I am estimating a a finite mixture model to identify proportions of four behavioral types using an experimental dataset. This dataset has data for 500 individuals and each individual has 30 tasks. In each task an individual chooses lottery A or lottery B.
I am assuming there are 4 behavioral types. 1. Rational Type 2. Type A that chooses A all the time 3. Type B that chooses B all the time 4. Type R that chooses A or B with equal probability.
The rational type chooses option A or B based on utility difference of A and B. If utility difference between A and B is EU then probability of choosing A is given by
$P(A) = \frac{1}{(1+e^{-EU})}$
EU depends on a parameter $\theta$. Let Y_{ij} = 1 if individual $i$ chose option A in task $j$ and Y_{ij} = 0 if individual $i$ chose option B in task $j$.

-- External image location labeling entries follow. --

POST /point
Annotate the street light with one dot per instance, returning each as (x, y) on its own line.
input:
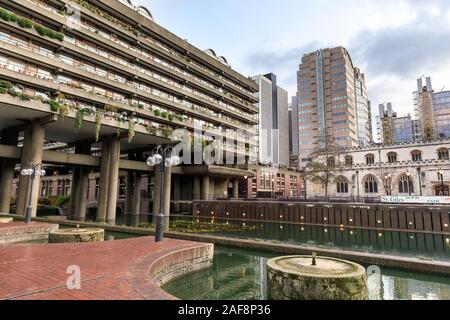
(441, 179)
(161, 157)
(34, 171)
(408, 174)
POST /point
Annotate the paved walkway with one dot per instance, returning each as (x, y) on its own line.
(112, 270)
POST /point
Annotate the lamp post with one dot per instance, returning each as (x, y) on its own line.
(388, 182)
(441, 179)
(161, 156)
(420, 181)
(408, 174)
(35, 170)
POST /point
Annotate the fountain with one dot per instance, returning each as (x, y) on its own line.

Then likelihood of $\theta$ for a rational type person is
$l(\theta|Y) = \frac{1}{(1+e^{(1-2Y_{ij})EU_{ij}(\theta)})}$
I have parameterized 4 proportions of types as follows in my likelihood function
$ p_1 (rational) = \frac{1}{1+e^a+e^b+e^c}$
$ p_2 (type A)= \frac{e^a}{1+e^a+e^b+e^c}$
$ p_3 (type B)= \frac{e^b}{1+e^a+e^b+e^c}$
$ p_4 (typeR)= \frac{e^c}{1+e^a+e^b+e^c}$
So likelihood function for entire data is
$L(\theta, a,b,c|Y) = \prod_i \prod_j \big[(1-p_2-p_3-p_4)\frac{1}{(1+e^{(1-2Y_{ij})EU_{ij}(\theta)})} + p_2 I_A(Y_{ij})+ p_3I_B(Y_{ij}) + p_4\frac{1}{2} \big]$
Where $I_A(x) = 1$ if x=1, 0 otherwise. $I_B(x) =1$ if x =0, 0 otherwise.
I am maximizing log likelihood of the data using unconstrained optimization and have estimates of a,b,c and their standard errors.
I am not sure how to compute standard errors of $p_2, p_3, p_4$ using these and then computing their p-values.
Previously, I have done estimations where I was using transformations like $e^a$ or $\frac{1}{1+e^{-a}}$. In these cases it was straightforward to use delta method to compute standard errors of the transformed variable using the standard error of $a$ that is obtained from maximum likelihood estimation. However, when I am estimating a number of proportions like above which are parameterized in a complex way using variables $a,b,c$ as above, I am not able to think how to proceed.